Asked for one grain on the first square,
doubled for each of the sixty four, he laughed too soon,
not having done the calculation.
Pondering the game, the possibilities,
at first near infinite and narrowing to none,
the masters sit, earth turns, the clock ticks on.
Through desert dust storms, thin figures walk,
appearing, disappearing at the edge of thought.
A tremor, brief as the twitch of a dog’s flank,
devastates a city. Millions of screens go blank,
then millions chatter. Weeping survivors stand,
hoping against hope, hands cling, dig and clasp,
stitch wounds, give blessings, tot up disaster’s profits.
Across the world, as the troops went in,
they left their bloody handprints on the walls
to say: we died here. Deep in caves,
a spat mouthful of red ochre shaping their absence,
they make and unmake the human.
On the tarmac, heat shimmer still, the plane
appears forgotten, but headlines change again,
and hidden troops prepare. They say the deadlock
is breaking at the talks, but at the North Pole
freezing night now grips the seas to silence.
Seabirds that screamed round the ice cliffs
have flown south, where the long day grows
at the other pole. Power watches power
at the fringes of frozen lands
where a storm depression whirls through in an hour.
Slow lichens expand their starry clusters,
Ancient snows break off and fall to the sea,
and prone among rocks the creeping forests lie.
In polished offices official talks go on;
in corridors hands exchange the sweat
of secret bargains.

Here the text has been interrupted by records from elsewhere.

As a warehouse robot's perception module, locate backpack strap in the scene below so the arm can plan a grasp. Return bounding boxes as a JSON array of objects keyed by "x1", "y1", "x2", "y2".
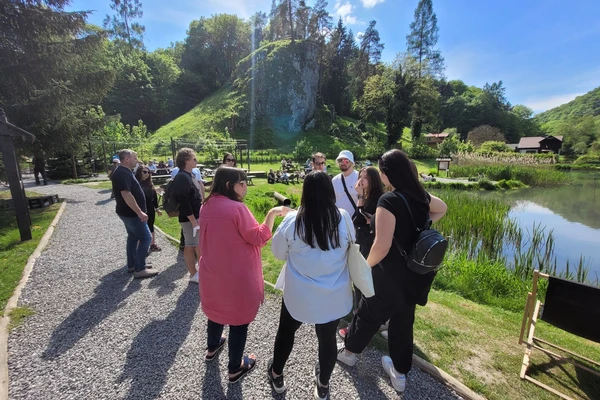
[{"x1": 341, "y1": 173, "x2": 358, "y2": 214}]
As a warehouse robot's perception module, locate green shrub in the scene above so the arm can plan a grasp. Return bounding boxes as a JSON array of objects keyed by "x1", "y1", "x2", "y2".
[
  {"x1": 573, "y1": 154, "x2": 600, "y2": 167},
  {"x1": 478, "y1": 140, "x2": 513, "y2": 153}
]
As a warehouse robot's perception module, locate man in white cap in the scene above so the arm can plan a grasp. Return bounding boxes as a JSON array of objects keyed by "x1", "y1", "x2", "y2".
[{"x1": 331, "y1": 150, "x2": 358, "y2": 219}]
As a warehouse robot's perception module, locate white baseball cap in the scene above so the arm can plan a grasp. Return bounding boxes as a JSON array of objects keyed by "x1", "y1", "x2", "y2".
[{"x1": 335, "y1": 150, "x2": 354, "y2": 164}]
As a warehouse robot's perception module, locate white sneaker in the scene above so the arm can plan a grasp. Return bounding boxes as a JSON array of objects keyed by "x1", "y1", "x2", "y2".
[
  {"x1": 381, "y1": 356, "x2": 406, "y2": 392},
  {"x1": 338, "y1": 344, "x2": 358, "y2": 367}
]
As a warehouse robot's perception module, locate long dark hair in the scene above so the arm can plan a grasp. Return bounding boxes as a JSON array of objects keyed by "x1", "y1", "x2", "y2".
[
  {"x1": 135, "y1": 165, "x2": 154, "y2": 189},
  {"x1": 223, "y1": 153, "x2": 237, "y2": 167},
  {"x1": 358, "y1": 167, "x2": 383, "y2": 208},
  {"x1": 296, "y1": 171, "x2": 342, "y2": 251},
  {"x1": 379, "y1": 149, "x2": 428, "y2": 203},
  {"x1": 204, "y1": 167, "x2": 246, "y2": 203}
]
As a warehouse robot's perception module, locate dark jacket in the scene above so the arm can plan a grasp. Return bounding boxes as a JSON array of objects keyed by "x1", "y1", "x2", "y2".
[{"x1": 171, "y1": 170, "x2": 202, "y2": 222}]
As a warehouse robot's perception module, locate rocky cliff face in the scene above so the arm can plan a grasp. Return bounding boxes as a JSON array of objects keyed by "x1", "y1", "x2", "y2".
[{"x1": 234, "y1": 41, "x2": 319, "y2": 134}]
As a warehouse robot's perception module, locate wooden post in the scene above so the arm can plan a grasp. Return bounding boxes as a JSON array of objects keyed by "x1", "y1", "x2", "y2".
[
  {"x1": 0, "y1": 109, "x2": 34, "y2": 241},
  {"x1": 102, "y1": 140, "x2": 112, "y2": 174},
  {"x1": 71, "y1": 154, "x2": 77, "y2": 179}
]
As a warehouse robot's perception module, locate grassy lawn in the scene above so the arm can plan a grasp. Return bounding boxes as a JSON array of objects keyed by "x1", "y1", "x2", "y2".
[
  {"x1": 84, "y1": 181, "x2": 112, "y2": 189},
  {"x1": 0, "y1": 191, "x2": 60, "y2": 310}
]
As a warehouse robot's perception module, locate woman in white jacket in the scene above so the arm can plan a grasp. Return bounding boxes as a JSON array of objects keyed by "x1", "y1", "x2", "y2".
[{"x1": 267, "y1": 172, "x2": 354, "y2": 399}]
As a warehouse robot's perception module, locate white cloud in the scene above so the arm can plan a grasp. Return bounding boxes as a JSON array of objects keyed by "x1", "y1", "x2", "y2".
[
  {"x1": 334, "y1": 0, "x2": 360, "y2": 25},
  {"x1": 525, "y1": 93, "x2": 585, "y2": 113},
  {"x1": 360, "y1": 0, "x2": 385, "y2": 8}
]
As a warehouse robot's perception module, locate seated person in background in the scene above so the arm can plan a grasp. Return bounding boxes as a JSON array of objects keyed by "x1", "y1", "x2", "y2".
[
  {"x1": 419, "y1": 172, "x2": 435, "y2": 182},
  {"x1": 267, "y1": 168, "x2": 277, "y2": 183}
]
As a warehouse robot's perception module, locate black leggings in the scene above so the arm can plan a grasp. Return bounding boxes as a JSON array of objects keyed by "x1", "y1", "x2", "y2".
[
  {"x1": 148, "y1": 208, "x2": 156, "y2": 232},
  {"x1": 273, "y1": 300, "x2": 339, "y2": 386},
  {"x1": 345, "y1": 295, "x2": 416, "y2": 374}
]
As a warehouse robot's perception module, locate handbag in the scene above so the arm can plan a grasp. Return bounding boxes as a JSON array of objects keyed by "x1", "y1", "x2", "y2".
[{"x1": 344, "y1": 214, "x2": 375, "y2": 298}]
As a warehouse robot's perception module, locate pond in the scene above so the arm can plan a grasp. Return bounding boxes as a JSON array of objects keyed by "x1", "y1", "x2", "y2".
[{"x1": 505, "y1": 173, "x2": 600, "y2": 281}]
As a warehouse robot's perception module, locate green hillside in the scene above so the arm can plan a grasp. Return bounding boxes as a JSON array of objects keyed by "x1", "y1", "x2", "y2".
[{"x1": 535, "y1": 87, "x2": 600, "y2": 123}]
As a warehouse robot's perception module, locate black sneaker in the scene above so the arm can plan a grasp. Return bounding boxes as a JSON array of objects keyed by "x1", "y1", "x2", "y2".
[
  {"x1": 267, "y1": 359, "x2": 287, "y2": 393},
  {"x1": 315, "y1": 363, "x2": 329, "y2": 400}
]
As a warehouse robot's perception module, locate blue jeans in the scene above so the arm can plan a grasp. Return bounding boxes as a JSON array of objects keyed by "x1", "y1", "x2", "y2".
[{"x1": 119, "y1": 215, "x2": 152, "y2": 272}]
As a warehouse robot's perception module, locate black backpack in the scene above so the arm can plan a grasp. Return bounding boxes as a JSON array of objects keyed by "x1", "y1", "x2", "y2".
[
  {"x1": 394, "y1": 192, "x2": 448, "y2": 274},
  {"x1": 163, "y1": 178, "x2": 179, "y2": 217}
]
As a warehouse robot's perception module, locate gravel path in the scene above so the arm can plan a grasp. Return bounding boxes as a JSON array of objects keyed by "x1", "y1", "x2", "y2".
[{"x1": 8, "y1": 185, "x2": 459, "y2": 400}]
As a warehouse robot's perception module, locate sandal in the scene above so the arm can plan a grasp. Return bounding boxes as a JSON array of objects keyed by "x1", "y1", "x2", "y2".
[
  {"x1": 204, "y1": 337, "x2": 226, "y2": 362},
  {"x1": 229, "y1": 356, "x2": 256, "y2": 383}
]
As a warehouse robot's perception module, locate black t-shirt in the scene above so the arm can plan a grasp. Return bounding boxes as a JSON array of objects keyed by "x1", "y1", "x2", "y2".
[
  {"x1": 110, "y1": 165, "x2": 147, "y2": 217},
  {"x1": 171, "y1": 170, "x2": 202, "y2": 222},
  {"x1": 371, "y1": 192, "x2": 435, "y2": 305}
]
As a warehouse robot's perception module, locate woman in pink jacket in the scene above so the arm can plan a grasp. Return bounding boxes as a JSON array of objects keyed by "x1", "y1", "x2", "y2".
[{"x1": 198, "y1": 166, "x2": 289, "y2": 383}]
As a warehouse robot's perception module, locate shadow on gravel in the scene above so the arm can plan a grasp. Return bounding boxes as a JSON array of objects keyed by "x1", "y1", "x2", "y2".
[
  {"x1": 96, "y1": 197, "x2": 115, "y2": 206},
  {"x1": 336, "y1": 362, "x2": 394, "y2": 400},
  {"x1": 148, "y1": 252, "x2": 188, "y2": 297},
  {"x1": 118, "y1": 286, "x2": 200, "y2": 399},
  {"x1": 42, "y1": 268, "x2": 140, "y2": 359}
]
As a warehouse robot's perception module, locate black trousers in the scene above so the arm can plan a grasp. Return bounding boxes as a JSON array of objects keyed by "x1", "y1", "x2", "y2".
[
  {"x1": 207, "y1": 319, "x2": 248, "y2": 374},
  {"x1": 273, "y1": 301, "x2": 339, "y2": 386},
  {"x1": 345, "y1": 295, "x2": 416, "y2": 374}
]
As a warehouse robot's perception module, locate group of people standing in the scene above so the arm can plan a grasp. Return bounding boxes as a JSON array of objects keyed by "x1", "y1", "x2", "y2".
[{"x1": 113, "y1": 149, "x2": 446, "y2": 399}]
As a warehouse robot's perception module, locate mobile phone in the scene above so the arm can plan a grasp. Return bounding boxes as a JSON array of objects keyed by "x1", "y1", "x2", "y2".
[{"x1": 358, "y1": 208, "x2": 373, "y2": 219}]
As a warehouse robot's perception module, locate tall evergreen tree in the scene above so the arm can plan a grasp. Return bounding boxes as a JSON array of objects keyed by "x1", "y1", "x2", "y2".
[
  {"x1": 0, "y1": 0, "x2": 114, "y2": 151},
  {"x1": 406, "y1": 0, "x2": 444, "y2": 78},
  {"x1": 103, "y1": 0, "x2": 146, "y2": 49},
  {"x1": 354, "y1": 21, "x2": 385, "y2": 98}
]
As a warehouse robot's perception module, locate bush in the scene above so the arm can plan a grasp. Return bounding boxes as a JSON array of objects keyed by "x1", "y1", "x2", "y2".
[
  {"x1": 406, "y1": 137, "x2": 439, "y2": 160},
  {"x1": 479, "y1": 140, "x2": 513, "y2": 153},
  {"x1": 573, "y1": 154, "x2": 600, "y2": 167}
]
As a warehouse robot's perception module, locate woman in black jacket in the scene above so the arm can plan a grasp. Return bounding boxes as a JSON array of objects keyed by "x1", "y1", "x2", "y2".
[
  {"x1": 135, "y1": 165, "x2": 162, "y2": 251},
  {"x1": 338, "y1": 167, "x2": 383, "y2": 339},
  {"x1": 338, "y1": 150, "x2": 447, "y2": 392}
]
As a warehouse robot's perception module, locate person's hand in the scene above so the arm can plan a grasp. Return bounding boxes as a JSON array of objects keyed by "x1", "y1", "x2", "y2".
[{"x1": 271, "y1": 206, "x2": 292, "y2": 217}]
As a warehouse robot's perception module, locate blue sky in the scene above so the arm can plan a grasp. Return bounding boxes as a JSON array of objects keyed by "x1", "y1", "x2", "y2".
[{"x1": 69, "y1": 0, "x2": 600, "y2": 112}]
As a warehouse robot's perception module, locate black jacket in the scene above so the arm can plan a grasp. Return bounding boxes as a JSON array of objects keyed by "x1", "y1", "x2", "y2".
[{"x1": 171, "y1": 170, "x2": 202, "y2": 222}]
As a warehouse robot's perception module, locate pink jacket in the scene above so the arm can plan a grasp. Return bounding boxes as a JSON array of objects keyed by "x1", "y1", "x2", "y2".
[{"x1": 198, "y1": 195, "x2": 271, "y2": 325}]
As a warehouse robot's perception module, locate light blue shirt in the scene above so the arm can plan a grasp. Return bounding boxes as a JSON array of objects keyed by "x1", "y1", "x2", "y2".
[
  {"x1": 171, "y1": 167, "x2": 203, "y2": 182},
  {"x1": 271, "y1": 209, "x2": 354, "y2": 324}
]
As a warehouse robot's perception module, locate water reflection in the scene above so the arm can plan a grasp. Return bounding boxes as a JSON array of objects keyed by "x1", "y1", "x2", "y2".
[{"x1": 505, "y1": 174, "x2": 600, "y2": 280}]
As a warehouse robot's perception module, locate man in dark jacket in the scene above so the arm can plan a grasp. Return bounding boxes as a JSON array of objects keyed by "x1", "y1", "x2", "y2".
[
  {"x1": 171, "y1": 148, "x2": 204, "y2": 283},
  {"x1": 110, "y1": 150, "x2": 158, "y2": 279}
]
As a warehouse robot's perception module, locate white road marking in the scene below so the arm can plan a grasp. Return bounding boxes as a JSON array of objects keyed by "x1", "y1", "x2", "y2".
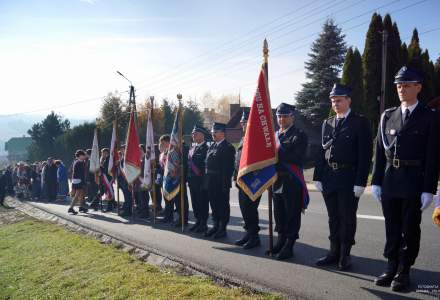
[{"x1": 230, "y1": 202, "x2": 385, "y2": 221}]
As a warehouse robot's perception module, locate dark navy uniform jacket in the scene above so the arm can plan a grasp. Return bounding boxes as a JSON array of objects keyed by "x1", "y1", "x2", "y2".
[
  {"x1": 188, "y1": 142, "x2": 208, "y2": 183},
  {"x1": 205, "y1": 140, "x2": 235, "y2": 190},
  {"x1": 273, "y1": 125, "x2": 308, "y2": 194},
  {"x1": 372, "y1": 103, "x2": 440, "y2": 198},
  {"x1": 313, "y1": 111, "x2": 373, "y2": 192}
]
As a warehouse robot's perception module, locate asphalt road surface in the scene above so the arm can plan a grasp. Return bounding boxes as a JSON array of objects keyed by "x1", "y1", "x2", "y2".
[{"x1": 23, "y1": 188, "x2": 440, "y2": 299}]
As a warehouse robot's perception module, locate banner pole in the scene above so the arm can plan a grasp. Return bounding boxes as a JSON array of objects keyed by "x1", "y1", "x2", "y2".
[
  {"x1": 147, "y1": 96, "x2": 157, "y2": 224},
  {"x1": 263, "y1": 39, "x2": 273, "y2": 256},
  {"x1": 177, "y1": 94, "x2": 185, "y2": 232}
]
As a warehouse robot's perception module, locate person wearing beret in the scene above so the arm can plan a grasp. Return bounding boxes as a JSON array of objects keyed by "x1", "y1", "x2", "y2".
[
  {"x1": 272, "y1": 103, "x2": 308, "y2": 260},
  {"x1": 188, "y1": 125, "x2": 209, "y2": 233},
  {"x1": 372, "y1": 67, "x2": 440, "y2": 291},
  {"x1": 234, "y1": 110, "x2": 261, "y2": 249},
  {"x1": 313, "y1": 83, "x2": 373, "y2": 270},
  {"x1": 204, "y1": 123, "x2": 235, "y2": 239}
]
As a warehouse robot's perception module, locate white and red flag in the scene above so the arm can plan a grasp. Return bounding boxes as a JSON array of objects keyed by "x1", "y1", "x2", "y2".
[{"x1": 123, "y1": 110, "x2": 141, "y2": 184}]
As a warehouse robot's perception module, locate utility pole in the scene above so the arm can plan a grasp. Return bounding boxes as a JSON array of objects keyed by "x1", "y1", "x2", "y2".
[{"x1": 379, "y1": 30, "x2": 388, "y2": 115}]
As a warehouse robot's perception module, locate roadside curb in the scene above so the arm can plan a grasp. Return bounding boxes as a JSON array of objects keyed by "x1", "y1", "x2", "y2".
[{"x1": 5, "y1": 197, "x2": 294, "y2": 299}]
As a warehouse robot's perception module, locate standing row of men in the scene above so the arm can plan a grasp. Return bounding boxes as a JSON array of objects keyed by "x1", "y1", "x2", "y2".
[{"x1": 63, "y1": 67, "x2": 440, "y2": 291}]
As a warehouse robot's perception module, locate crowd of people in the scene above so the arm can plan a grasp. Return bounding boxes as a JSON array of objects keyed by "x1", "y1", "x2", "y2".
[
  {"x1": 0, "y1": 67, "x2": 440, "y2": 291},
  {"x1": 1, "y1": 157, "x2": 69, "y2": 202}
]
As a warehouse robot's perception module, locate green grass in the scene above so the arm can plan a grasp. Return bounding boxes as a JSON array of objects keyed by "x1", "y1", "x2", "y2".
[{"x1": 0, "y1": 220, "x2": 278, "y2": 299}]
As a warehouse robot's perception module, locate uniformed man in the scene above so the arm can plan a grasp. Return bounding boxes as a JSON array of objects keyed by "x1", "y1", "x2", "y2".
[
  {"x1": 272, "y1": 103, "x2": 308, "y2": 260},
  {"x1": 204, "y1": 123, "x2": 235, "y2": 238},
  {"x1": 372, "y1": 67, "x2": 440, "y2": 291},
  {"x1": 234, "y1": 110, "x2": 261, "y2": 249},
  {"x1": 188, "y1": 125, "x2": 209, "y2": 233},
  {"x1": 313, "y1": 84, "x2": 373, "y2": 270}
]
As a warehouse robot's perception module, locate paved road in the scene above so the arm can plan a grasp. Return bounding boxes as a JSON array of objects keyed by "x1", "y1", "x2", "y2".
[{"x1": 23, "y1": 189, "x2": 440, "y2": 299}]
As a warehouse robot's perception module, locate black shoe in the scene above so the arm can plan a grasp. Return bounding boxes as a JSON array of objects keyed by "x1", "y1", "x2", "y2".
[
  {"x1": 374, "y1": 260, "x2": 397, "y2": 286},
  {"x1": 119, "y1": 211, "x2": 131, "y2": 218},
  {"x1": 234, "y1": 232, "x2": 249, "y2": 246},
  {"x1": 338, "y1": 244, "x2": 351, "y2": 271},
  {"x1": 266, "y1": 235, "x2": 286, "y2": 255},
  {"x1": 189, "y1": 221, "x2": 200, "y2": 232},
  {"x1": 67, "y1": 207, "x2": 78, "y2": 215},
  {"x1": 243, "y1": 235, "x2": 261, "y2": 250},
  {"x1": 277, "y1": 239, "x2": 295, "y2": 260},
  {"x1": 391, "y1": 273, "x2": 410, "y2": 292},
  {"x1": 194, "y1": 224, "x2": 208, "y2": 233},
  {"x1": 214, "y1": 228, "x2": 226, "y2": 239},
  {"x1": 316, "y1": 242, "x2": 339, "y2": 266},
  {"x1": 78, "y1": 206, "x2": 88, "y2": 213},
  {"x1": 205, "y1": 225, "x2": 219, "y2": 237}
]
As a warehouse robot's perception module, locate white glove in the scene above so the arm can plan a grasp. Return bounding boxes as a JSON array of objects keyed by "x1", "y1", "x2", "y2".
[
  {"x1": 420, "y1": 193, "x2": 434, "y2": 210},
  {"x1": 353, "y1": 185, "x2": 365, "y2": 198},
  {"x1": 371, "y1": 185, "x2": 382, "y2": 203},
  {"x1": 315, "y1": 181, "x2": 322, "y2": 193},
  {"x1": 434, "y1": 192, "x2": 440, "y2": 207}
]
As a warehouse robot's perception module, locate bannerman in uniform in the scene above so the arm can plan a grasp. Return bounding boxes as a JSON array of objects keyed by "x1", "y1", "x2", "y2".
[
  {"x1": 234, "y1": 111, "x2": 261, "y2": 249},
  {"x1": 272, "y1": 103, "x2": 308, "y2": 260},
  {"x1": 313, "y1": 84, "x2": 373, "y2": 270},
  {"x1": 205, "y1": 123, "x2": 235, "y2": 238},
  {"x1": 372, "y1": 67, "x2": 440, "y2": 291},
  {"x1": 188, "y1": 125, "x2": 209, "y2": 233}
]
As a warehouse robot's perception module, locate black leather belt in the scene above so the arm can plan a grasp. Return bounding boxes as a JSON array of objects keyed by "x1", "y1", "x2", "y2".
[
  {"x1": 327, "y1": 161, "x2": 354, "y2": 171},
  {"x1": 387, "y1": 158, "x2": 422, "y2": 169}
]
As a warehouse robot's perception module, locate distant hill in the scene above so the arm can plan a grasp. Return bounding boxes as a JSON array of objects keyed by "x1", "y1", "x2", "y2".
[{"x1": 0, "y1": 115, "x2": 90, "y2": 142}]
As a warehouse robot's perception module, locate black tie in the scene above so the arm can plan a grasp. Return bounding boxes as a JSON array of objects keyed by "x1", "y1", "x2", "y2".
[
  {"x1": 336, "y1": 118, "x2": 345, "y2": 129},
  {"x1": 403, "y1": 108, "x2": 410, "y2": 124}
]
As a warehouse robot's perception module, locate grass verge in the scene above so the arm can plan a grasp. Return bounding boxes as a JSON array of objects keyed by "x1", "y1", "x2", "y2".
[{"x1": 0, "y1": 220, "x2": 279, "y2": 299}]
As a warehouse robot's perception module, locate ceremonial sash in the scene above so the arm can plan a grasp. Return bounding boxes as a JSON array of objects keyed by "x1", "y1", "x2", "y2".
[{"x1": 276, "y1": 132, "x2": 310, "y2": 211}]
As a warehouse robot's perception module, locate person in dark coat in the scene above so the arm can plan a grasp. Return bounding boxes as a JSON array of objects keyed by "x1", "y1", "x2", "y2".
[
  {"x1": 67, "y1": 150, "x2": 87, "y2": 215},
  {"x1": 372, "y1": 67, "x2": 440, "y2": 291},
  {"x1": 313, "y1": 84, "x2": 373, "y2": 270},
  {"x1": 188, "y1": 125, "x2": 209, "y2": 233},
  {"x1": 204, "y1": 123, "x2": 235, "y2": 238},
  {"x1": 44, "y1": 157, "x2": 58, "y2": 202},
  {"x1": 234, "y1": 111, "x2": 261, "y2": 249},
  {"x1": 272, "y1": 103, "x2": 308, "y2": 260}
]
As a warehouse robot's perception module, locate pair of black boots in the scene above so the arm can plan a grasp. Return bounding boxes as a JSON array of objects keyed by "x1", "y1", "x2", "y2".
[
  {"x1": 205, "y1": 222, "x2": 226, "y2": 239},
  {"x1": 316, "y1": 242, "x2": 351, "y2": 271},
  {"x1": 67, "y1": 206, "x2": 88, "y2": 215},
  {"x1": 374, "y1": 260, "x2": 410, "y2": 292},
  {"x1": 234, "y1": 232, "x2": 261, "y2": 250},
  {"x1": 189, "y1": 220, "x2": 208, "y2": 233},
  {"x1": 266, "y1": 235, "x2": 295, "y2": 260}
]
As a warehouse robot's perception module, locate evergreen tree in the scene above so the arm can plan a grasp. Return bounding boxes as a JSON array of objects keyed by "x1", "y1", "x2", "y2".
[
  {"x1": 160, "y1": 99, "x2": 174, "y2": 134},
  {"x1": 296, "y1": 19, "x2": 346, "y2": 126},
  {"x1": 363, "y1": 13, "x2": 383, "y2": 130},
  {"x1": 341, "y1": 47, "x2": 365, "y2": 114},
  {"x1": 400, "y1": 43, "x2": 408, "y2": 66},
  {"x1": 383, "y1": 14, "x2": 405, "y2": 108}
]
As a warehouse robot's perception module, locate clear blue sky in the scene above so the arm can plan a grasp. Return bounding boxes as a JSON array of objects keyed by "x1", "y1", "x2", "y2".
[{"x1": 0, "y1": 0, "x2": 440, "y2": 118}]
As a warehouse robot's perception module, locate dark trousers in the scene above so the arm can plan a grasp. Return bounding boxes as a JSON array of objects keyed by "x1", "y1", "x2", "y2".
[
  {"x1": 382, "y1": 195, "x2": 422, "y2": 267},
  {"x1": 188, "y1": 179, "x2": 209, "y2": 225},
  {"x1": 238, "y1": 188, "x2": 261, "y2": 235},
  {"x1": 323, "y1": 188, "x2": 359, "y2": 246},
  {"x1": 273, "y1": 182, "x2": 302, "y2": 240},
  {"x1": 209, "y1": 187, "x2": 231, "y2": 226},
  {"x1": 134, "y1": 190, "x2": 150, "y2": 217},
  {"x1": 121, "y1": 187, "x2": 133, "y2": 214}
]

Speculators wait
for the moment to make their killings
in the waking markets to the east.
Having made hers, the leopard watches
sniffing night savannah smells,
acrid herself with her sharp cat scent.
Westward, further from dawn, gun butts
splinter doors, ambush the heart,
night fever of uneasy dictators
collecting sleep in muffled screams.
An unexpected move has thrown the champion.
Behind the greasy glass the tiger moves
with silent snarl through the jibes of children.
Through desert dust thin figures walk
in flapping rags, towards a faint hope.
Sacks of wheat and weapons come
in the gravid planes that wait to land.
Check. From almost infinite choice it’s gone to none.
From shanty towns the millions come
before dawn, somehow in clean clothes,
dead asleep in buses to and from,
dreaming of running water for their children,
houses, health, a good education.
In northern seas, whales circle in singing nurseries.
Great bowls incline to catch stellar whispers
turning like flowers on their perfect bearings
to catch the little pulses of the universe.
The constant sweep of sunrise, forever in motion,
reaches the Pacific, a wave of voices follows,
smoke rises, the morning race begins,
while the moon returns to full,
and in the deep pool they change formation
at the freshet’s head, the dappled river trout
in the dark water standing still.
At the talks they’ve reached the summit’s high point
and stand there in historic handshakes
held too long for the sake of cameras,
wide smiles seeking to hide the calculation
that chills their eyes. There’s hardly room
on the peak of this occasion
for camera crew, for hairdressers,
interpreters and cue card holders,
edging past each other for yet another take.
In some locked underground room
across a grey screen the people come,
forever walking towards the lens and beyond
through time and over memory’s horizon,
the displaced and hungry trudging on,
sometimes full of hope and joy, sometimes with none,
moving in ever greater numbers towards the unknown.